Dynamic Optical Resource Allocation in Transport Networks Based on Mobile Traffic Patterns

Abstract: Mobile traffic increases rapidly. Based on Ericsson’s forecast [1], mobile traffic is expected to grow at a compound annual growth rate on percentage of 45% as the number of smartphone subscriptions and the consumption per subscriber increase. The monthly data traffic volume is expected to grow 6 times between 2015 and 2021. As demand increases, new technologies are investigated and deployed to cover the user requirements. Intense effort is given by researchers for the arrival of fifth generation (5G) network. High performance and increased capacity requirements drive research to heterogeneous networks. With the term “heterogeneous network”, a network that consists of different technologies and architectures is described. A heterogeneous wireless network involves the combination of macro and micro cells to improve coverage and capacity. All the traffic generated from the mobile network should be transferred from the antenna, through an access network, to the main office and from there to the backbone network.

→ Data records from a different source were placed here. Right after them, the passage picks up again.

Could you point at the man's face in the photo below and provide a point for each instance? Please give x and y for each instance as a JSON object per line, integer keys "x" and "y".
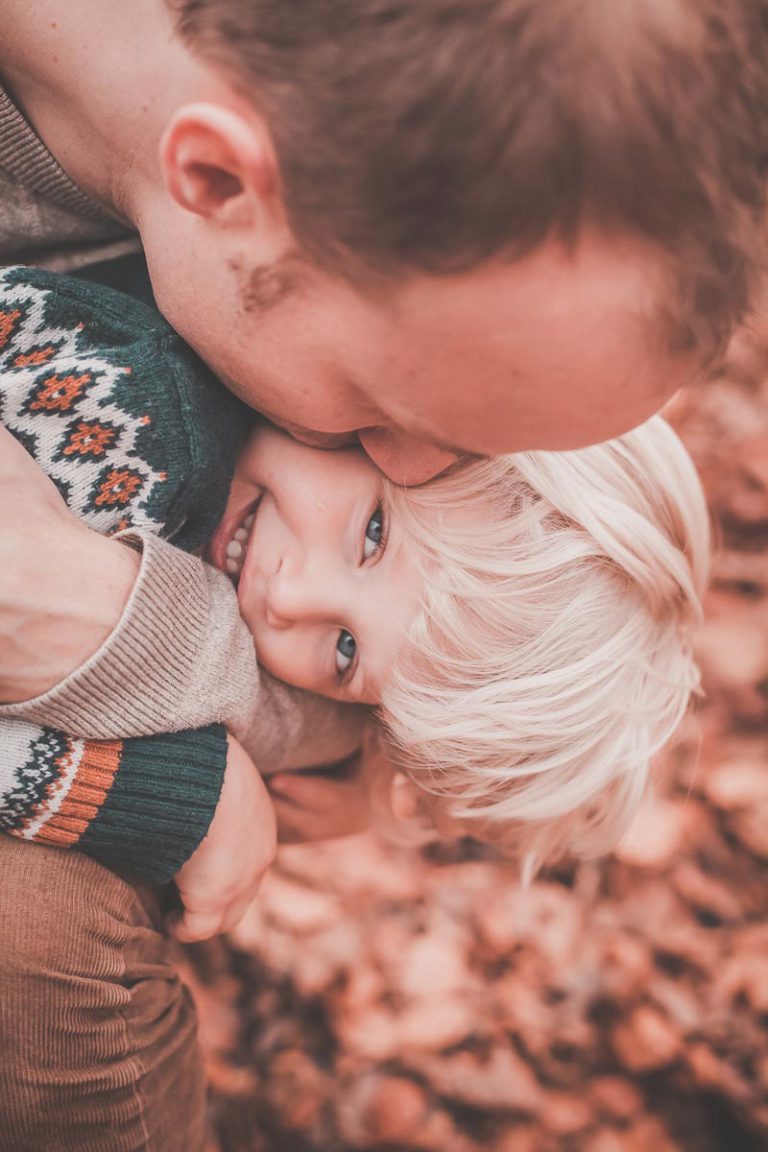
{"x": 555, "y": 350}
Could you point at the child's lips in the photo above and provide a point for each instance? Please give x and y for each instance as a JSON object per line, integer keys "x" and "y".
{"x": 228, "y": 547}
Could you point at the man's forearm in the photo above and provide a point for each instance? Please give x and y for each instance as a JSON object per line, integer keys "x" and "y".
{"x": 61, "y": 595}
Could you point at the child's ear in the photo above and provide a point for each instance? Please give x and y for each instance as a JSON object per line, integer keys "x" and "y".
{"x": 220, "y": 165}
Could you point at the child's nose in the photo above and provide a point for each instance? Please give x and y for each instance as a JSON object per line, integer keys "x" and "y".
{"x": 295, "y": 595}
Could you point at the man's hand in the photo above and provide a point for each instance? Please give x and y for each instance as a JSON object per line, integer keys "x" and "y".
{"x": 321, "y": 803}
{"x": 220, "y": 880}
{"x": 62, "y": 586}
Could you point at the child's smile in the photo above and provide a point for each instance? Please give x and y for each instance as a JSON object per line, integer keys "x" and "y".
{"x": 324, "y": 581}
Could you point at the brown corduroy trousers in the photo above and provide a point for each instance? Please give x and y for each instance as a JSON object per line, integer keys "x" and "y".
{"x": 98, "y": 1041}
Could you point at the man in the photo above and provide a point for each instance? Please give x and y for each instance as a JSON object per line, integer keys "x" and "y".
{"x": 476, "y": 225}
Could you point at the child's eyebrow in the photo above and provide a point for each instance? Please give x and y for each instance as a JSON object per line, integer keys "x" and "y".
{"x": 367, "y": 690}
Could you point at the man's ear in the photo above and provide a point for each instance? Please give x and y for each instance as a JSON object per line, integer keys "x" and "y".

Optical networks are considered as the ideal solution for this purpose and research drives technology towards the usage of optical networks in the Fixed Mobile Convergence (FMC) architectures. The FMC architectures are proposed architectures [2] that focus to converge the fixed, mobile access and aggregation networks into a single transport network. In this study, we analyze the FMC architecture. We particularly analyze the Fronthaul architecture in combination with transport technologies such as Next Generation – Passive Optical Network 2 (NG-PON2) and Wavelength Routed Wavelength Division Multiplexing PON (WR-WDM-PON). We also take under consideration traffic patterns of mobile networks generated in various urban areas in the city of Stockholm, based in different use of land. Based on the traffic pattern, the number of small cells needed per area is calculated. In this thesis project, the traffic patterns from the mobile network and the transport network architectures are studied. The purpose of this thesis is to create an algorithm and study different sharing scenarios of the underlying transport infrastructure. The results of this algorithm will reveal if sharing and reusing resources in the transport infrastructure is beneficial in terms of saving resources.